At Yale's 1962 commencement, President John Kennedy expressed Washington's recurring confidence in the ability to supplant politics with expertise. As is traditional, Kennedy deplored "traditional labels" and insisted that "differences today" involve not clashes of principles but only "matters of degree." Kennedy argued that "the practical management of a modern economy" is "basically an administrative or executive problem." Congress need not intrude. Because policy issues are "sophisticated and technical questions," demanding "technical answers, not political answers," laypersons could hardly participate in the debate.
In December 1965, John Maynard Keynes, although 19 years dead, was, as today, enjoying one of his recurring resurrections as vindicator of government management of the economy by manipulating "aggregate demand." Keynes' visage was on Time magazine's cover and the accompanying story said that happy days were here again and here to stay.
President Lyndon Johnson was embarked on building the Great Society, assisted by policymakers who, wrote Time, "have used Keynesian principles" to smooth the moderate business cycles and achieve price stability: "Washington's economic managers scaled these heights by their adherence to Keynes' central theme" that a modern economy can operate at "top efficiency" only with government "intervention and influence." So, "economists have descended in force from their ivory towers and now sit confidently at the elbow of almost every important leader in government and business, where they are increasingly called upon to forecast, plan and decide." Ten years later, the "misery index" -- the unemployment rate plus the inflation rate -- was 19.9, heading for 22 percent in 1980.
Today, again, we are told that "politics" has no place in the debate about the tripartite stimulus legislation, which is partly a stimulus, partly liberalism's agenda of social engineering, and partly the beginning of "remaking" the economy. Gary Wolfram of Hillsdale College notes that the size of the stimulus -- the House-Senate compromise bill is $789 billion -- is just slightly less than the amount of all U.S. currency in circulation, and is larger than the entire federal budget was until 1983. Yet it is said that in the debate about this encompassing legislation -- which concerns what government can and should do, and ultimately what kind of regime America shall have -- people should "transcend" (so says Larry Summers, the president's economic adviser) politics. What, then, would be left for political argument to be about?

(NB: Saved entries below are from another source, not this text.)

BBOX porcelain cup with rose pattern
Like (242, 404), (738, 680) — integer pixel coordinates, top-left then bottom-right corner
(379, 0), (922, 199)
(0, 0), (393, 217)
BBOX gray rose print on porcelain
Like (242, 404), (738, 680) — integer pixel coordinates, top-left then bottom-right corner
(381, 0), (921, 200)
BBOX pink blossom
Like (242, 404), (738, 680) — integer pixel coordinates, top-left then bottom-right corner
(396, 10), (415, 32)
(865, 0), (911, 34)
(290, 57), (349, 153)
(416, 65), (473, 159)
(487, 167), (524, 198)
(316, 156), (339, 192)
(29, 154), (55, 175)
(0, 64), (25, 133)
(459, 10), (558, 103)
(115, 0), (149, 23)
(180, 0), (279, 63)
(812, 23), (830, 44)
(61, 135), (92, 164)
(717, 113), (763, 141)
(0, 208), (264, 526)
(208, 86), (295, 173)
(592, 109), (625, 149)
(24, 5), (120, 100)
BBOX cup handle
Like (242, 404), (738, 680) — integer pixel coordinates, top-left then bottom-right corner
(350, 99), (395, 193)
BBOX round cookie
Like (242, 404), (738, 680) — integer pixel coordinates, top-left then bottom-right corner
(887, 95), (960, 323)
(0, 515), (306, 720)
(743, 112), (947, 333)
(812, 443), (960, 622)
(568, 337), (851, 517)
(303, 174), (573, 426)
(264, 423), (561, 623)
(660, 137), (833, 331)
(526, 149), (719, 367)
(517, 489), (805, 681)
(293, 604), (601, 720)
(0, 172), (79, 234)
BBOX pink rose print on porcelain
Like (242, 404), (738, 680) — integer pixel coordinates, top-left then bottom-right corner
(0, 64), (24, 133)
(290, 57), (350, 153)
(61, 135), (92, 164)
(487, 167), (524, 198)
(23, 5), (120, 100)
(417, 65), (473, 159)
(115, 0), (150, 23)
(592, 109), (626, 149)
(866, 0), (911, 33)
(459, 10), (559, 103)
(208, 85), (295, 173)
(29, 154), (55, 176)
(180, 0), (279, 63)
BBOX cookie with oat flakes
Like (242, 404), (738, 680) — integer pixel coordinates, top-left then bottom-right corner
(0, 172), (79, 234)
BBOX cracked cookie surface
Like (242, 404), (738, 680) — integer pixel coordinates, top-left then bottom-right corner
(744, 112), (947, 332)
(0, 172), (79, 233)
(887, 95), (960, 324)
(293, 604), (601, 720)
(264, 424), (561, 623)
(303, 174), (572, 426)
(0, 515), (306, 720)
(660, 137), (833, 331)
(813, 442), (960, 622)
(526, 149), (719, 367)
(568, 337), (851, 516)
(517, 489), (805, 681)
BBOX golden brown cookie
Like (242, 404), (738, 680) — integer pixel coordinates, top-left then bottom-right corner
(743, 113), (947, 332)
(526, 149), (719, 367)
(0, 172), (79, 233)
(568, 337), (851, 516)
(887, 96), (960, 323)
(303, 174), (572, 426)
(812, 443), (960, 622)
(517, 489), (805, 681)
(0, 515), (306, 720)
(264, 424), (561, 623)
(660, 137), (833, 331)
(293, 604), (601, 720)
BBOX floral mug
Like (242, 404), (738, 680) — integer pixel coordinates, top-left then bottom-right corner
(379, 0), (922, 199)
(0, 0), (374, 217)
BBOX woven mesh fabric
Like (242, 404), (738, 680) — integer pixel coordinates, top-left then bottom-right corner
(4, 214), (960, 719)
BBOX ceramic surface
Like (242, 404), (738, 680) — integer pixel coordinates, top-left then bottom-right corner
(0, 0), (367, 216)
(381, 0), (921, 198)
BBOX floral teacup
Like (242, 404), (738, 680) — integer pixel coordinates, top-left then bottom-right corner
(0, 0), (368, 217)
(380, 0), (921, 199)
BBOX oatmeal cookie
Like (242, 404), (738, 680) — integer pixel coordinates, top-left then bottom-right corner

It is said that the negligible Republican support for the stimulus legislation means that bipartisanship is dead. But what can "bipartisanship" mean concerning legislation that concerns almost everything?
John McCain probably was eager to return to the Senate as an avatar of bipartisanship, a role he has enjoyed. It is, therefore, a measure of the recklessness of House Democrats that they caused the stimulus debate to revolve around a bill that McCain dismisses as "generational theft."
The federal government, with its separation of powers and myriad blocking mechanisms, was not made for speed but for safety. This is particularly pertinent today because if $789 billion is spent ineffectively or destructively, government does not get to say "oops" and take a mulligan. Senate Republicans have slowed and altered the course of the "disaster! catastrophe!" stampede. Still, as Anthony Trollope wrote in one of his parliamentary novels, "The best carriage horses are those which can most steadily hold back against the coach as it trundles down the hill."
Not yet a third of the way through the president's "first 100 days," he and we should remember that it was not FDR's initial burst of activity in 1933 that put the phrase "100 days" into the Western lexicon. It was Napoleon's frenetic trajectory in 1815 that began with his escape from Elba and ended near the Belgian village of Waterloo.